Through an internal investigation, Schwab has found its sales force may have allowed professional investors like hedge funds to trade mutual fund shares after the market closed and to engage in short-term trading of its Excelsior funds, a fund family of U.S. Trust, a spokesman for the company said Friday.
The Schwab news comes a day after the PBHG fund group forced out its co-founders because of improprieties in fund trading and after Putnam Investments agreed to make a host of changes in its business practices to settle a suit with federal regulators.
American Express, Legg Mason and Wachovia also said they had been subpoenaed in the widening mutual fund investigations that have already led to the departures of key executives at Bank of America, Putnam and Menomonee Falls-based Strong Capital Management Inc.
Putnam still a target
New York state regulators and the Securities and Exchange Commission are investigating Schwab, along with many other companies. But a rift between them appears to be growing wider, as they disagree over whether to reach quick resolutions or push for tougher punishment to restore investor confidence. As the scandal spreads to many companies, an escalating turf war could become a drain on resources, with regulators unleashing competitive lawsuits.
A day after federal regulators reached a settlement with Putnam Investments, the New York attorney general, Eliot Spitzer, said Friday that his investigation of Putnam was continuing and that he was not close to a settlement with the fund company. A Massachusetts regulator said he too would continue to pursue a case against Putnam.
The investigation of trading abuses at Schwab may be a crucial testing ground to determine whether state and federal regulators can cast aside professional and procedural differences. Both groups say they wish to protect investors who have suffered at the hands of mutual funds that made special trading arrangements for prized institutional clients.
In a speech in Albany, N.Y., on Friday, Spitzer, whose investigation of collusive fund trading abuses prompted the SEC’s entry, described the commission’s recent settlement with Putnam as duplicitous and questioned whether his office would be able to work with the SEC in the future.
“Every rock you turn over in this industry you find vermin,” Spitzer said. “The SEC has not turned over a pebble. They just don’t know how to negotiate a meaningful resolution.”

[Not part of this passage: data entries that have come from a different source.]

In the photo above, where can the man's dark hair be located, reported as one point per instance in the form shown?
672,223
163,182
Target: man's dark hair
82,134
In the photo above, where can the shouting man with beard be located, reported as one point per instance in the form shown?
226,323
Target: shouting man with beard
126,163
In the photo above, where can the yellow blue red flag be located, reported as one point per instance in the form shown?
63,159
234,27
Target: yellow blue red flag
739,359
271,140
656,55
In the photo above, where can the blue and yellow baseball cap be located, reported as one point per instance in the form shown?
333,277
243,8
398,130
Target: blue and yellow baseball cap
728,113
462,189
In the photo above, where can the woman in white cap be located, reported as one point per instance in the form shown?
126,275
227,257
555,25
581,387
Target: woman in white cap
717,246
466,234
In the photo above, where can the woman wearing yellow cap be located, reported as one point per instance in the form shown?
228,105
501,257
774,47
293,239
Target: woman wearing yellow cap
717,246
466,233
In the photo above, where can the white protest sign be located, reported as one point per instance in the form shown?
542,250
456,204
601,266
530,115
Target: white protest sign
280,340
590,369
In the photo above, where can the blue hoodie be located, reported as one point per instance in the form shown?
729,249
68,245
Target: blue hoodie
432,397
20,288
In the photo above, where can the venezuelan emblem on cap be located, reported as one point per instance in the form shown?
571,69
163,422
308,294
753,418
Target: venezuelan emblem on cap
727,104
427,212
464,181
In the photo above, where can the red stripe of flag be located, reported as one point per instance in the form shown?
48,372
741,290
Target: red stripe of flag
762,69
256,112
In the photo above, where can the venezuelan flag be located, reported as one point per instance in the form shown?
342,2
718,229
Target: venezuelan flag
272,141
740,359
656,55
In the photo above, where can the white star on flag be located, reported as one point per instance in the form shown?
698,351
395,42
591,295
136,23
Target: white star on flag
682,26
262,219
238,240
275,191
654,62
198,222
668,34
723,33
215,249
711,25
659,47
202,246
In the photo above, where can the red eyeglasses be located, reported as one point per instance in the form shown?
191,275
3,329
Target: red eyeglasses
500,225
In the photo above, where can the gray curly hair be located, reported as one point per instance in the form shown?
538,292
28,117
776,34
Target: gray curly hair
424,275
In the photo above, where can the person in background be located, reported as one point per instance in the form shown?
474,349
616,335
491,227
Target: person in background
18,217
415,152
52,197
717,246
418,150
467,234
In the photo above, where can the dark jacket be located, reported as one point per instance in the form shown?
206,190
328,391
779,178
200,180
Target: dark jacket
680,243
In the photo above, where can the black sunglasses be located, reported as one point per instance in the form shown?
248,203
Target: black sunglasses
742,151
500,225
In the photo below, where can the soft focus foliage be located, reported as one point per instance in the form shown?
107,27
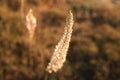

Spitzer used his own leverage as a prosecutor to force the investment banking industry to pay $1.4 billion and to agree to changes in how it does business in a joint settlement with the SEC. He now contends that the SEC may be missing a similar opportunity to force change in the $7 trillion mutual fund industry, change that could lead to lower fees and increased disclosure.
Acting without state officials, the SEC and Putnam settled a complaint that the company allowed its employees to trade rapidly in and out of its funds. Regulators say the practice, called market timing, is not in the best interest of long-term shareholders. Under a partial settlement, the fund company, a unit of Marsh & McLennan based in Boston, agreed to a number of governance reforms, including the addition of independent directors and the restriction of employee fund trades.
It did not reach an agreement yet on a fine, though Putnam did admit guilt for the purposes of a penalty. The amount of money lost by investors will help determine the penalty, and though it may have been only pennies per share for individuals, it may have amounted to substantial profits for those favored clients allowed to conduct market timing.
For Spitzer, the promised changes at Putnam are window dressing; he says that Putnam should be forced to return the excessive fees it charged investors.
SEC defends settlement
On Friday, Stephen Cutler, the director of the SEC’s enforcement division, defended the Putnam settlement, arguing that the widespread evidence of trading abuses necessitated quicker settlements.
“I feel an urgency,” Cutler said. “The widespread misconduct needs to be addressed now. The prosecutor and I may not see eye to eye, but we do share the same goal in protecting the investor.”
Schwab, through its vast supermarket, offers individual investors the opportunity to invest in more than 2,000 mutual funds, and in many ways it is the nexus of the many-faceted relationship between fund companies and the small investor.
Any evidence that illegal fund trading occurred at this level is sure to come as a shock to the 3.5 million Schwab clients who browse through its marketplace looking for the right fund to buy.
A spokesman said on Friday that an internal investigation of more than 34 million fund trades found that a small number of mutual fund trades may have been processed after 4 p.m., and some professional investors may have been allowed to change orders after the end of the day’s trading.